C++ template specialization with <int&> not picking up an int

Question

Hi, I have the following code:

template <typename T> LuaCall& operator>>(T) { BOOST_STATIC_ASSERT(sizeof(T) == 0); }
template <> LuaCall& operator>><int&>(int& val) { mResults.push_back(std::make_pair(LUA_RESULT_INTEGER, (void *)&val)); return *this; }
template <> LuaCall& operator>><float&>(float& val) { mResults.push_back(std::make_pair(LUA_RESULT_FLOAT, (void *)&val)); return *this; }
template <> LuaCall& operator>><double&>(double& val) { mResults.push_back(std::make_pair(LUA_RESULT_DOUBLE, (void *)&val)); return *this; }
template <> LuaCall& operator>><bool&>(bool& val) { mResults.push_back(std::make_pair(LUA_RESULT_BOOLEAN, (void *)&val)); return *this; }
template <> LuaCall& operator>><std::string&>(std::string& val) { mResults.push_back(std::make_pair(LUA_RESULT_STRING, (void *)&val)); return *this; }
template <> LuaCall& operator>><LuaNilStruct>(LuaNilStruct) { mResults.push_back(std::make_pair(LUA_RESULT_NIL, (void *)NULL)); return *this; }

And then:

int abc;
LuaCall(l, "test") % "test" % 5 % LuaNil % 2.333 >> abc;

I want it to work kinda like cin >> does, ie it needs to write to abc the return value of the lua function. So I need its address.. but it defaults on the default template. What am I doing wrong? There is surely a way to do this since cin does exactly that.

Thanks!

---

Note to whoever changed the %'s to >>: I changed it back since it's the way it is :D The code calls the Lua function test("test", 5, nil, 2.333) and saves its return value to abc. %'s are for the parameters of the functions, >>'s are for the return value(s).

template <typename T>
LuaCall& operator%(T val) {
 mLua->Push(val);
 ++mArguments;
 return *this;
}

Answer 1

For one, operator>> is a binary operator. That means it has to take two arguments. The first argument has to be whatever is the type of

LuaCall(l, "test") % "test" % 5 % LuaNil % 2.333

Since that operator returns LuaCall&, I suppose that's what the result of that call (and thus left argument) is.

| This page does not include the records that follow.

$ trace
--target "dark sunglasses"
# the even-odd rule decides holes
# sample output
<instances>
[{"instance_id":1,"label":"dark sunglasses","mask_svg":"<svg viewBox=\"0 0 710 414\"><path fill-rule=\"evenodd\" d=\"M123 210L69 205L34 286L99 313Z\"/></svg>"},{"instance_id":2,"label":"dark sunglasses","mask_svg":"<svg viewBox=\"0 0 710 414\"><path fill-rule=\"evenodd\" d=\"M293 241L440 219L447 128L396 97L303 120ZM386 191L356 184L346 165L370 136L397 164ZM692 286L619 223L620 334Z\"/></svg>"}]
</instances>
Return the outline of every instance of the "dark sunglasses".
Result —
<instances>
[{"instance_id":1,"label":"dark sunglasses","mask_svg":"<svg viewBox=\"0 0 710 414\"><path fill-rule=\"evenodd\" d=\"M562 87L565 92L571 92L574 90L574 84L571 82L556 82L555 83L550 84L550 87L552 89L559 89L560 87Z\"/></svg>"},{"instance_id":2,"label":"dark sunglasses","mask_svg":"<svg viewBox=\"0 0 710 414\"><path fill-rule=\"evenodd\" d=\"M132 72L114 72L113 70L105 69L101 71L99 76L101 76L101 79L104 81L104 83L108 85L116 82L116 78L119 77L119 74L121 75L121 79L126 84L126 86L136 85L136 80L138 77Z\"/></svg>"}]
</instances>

From that mResult I suppose that you attempt to do that operator as a class member. But I don't think you can specialize member templates.

Finally, I don't think you should specialize for reference types. This

template <> LuaCall& operator>><int>(int val);

should do

Answer 2

You'v written operator>> as a unary operator, but it's a binary operator. LeftHandSide >> RightHandSide.

The form std::cout <"Hello" << " world"; therefore is (operator<<(operator<<(std::cout, "Hello"), " world); - the first << returns std::cout for use as the left-hand side of the second <<.

The real problem is that in your code, lookup happens as follows:

1. Candiate functions are determined (only one candidate, the template)
2. T is deduced.
3. Determine which specialization (if any) to instantiate.

In step 2, T==int. In step 3, there are no specializations for T==int so the base template is chosen and instantiated. You might want to use an overload instead of a specialization. The overload would be a better match in step 1 so you don't even get to the point of template argument deduction

Answer 3

You cannot use constant values ("test" , 5 or 2.333) where references are expected. Change the template and parameter type of your operator>> to (int, float etc.) when you want this behaviour.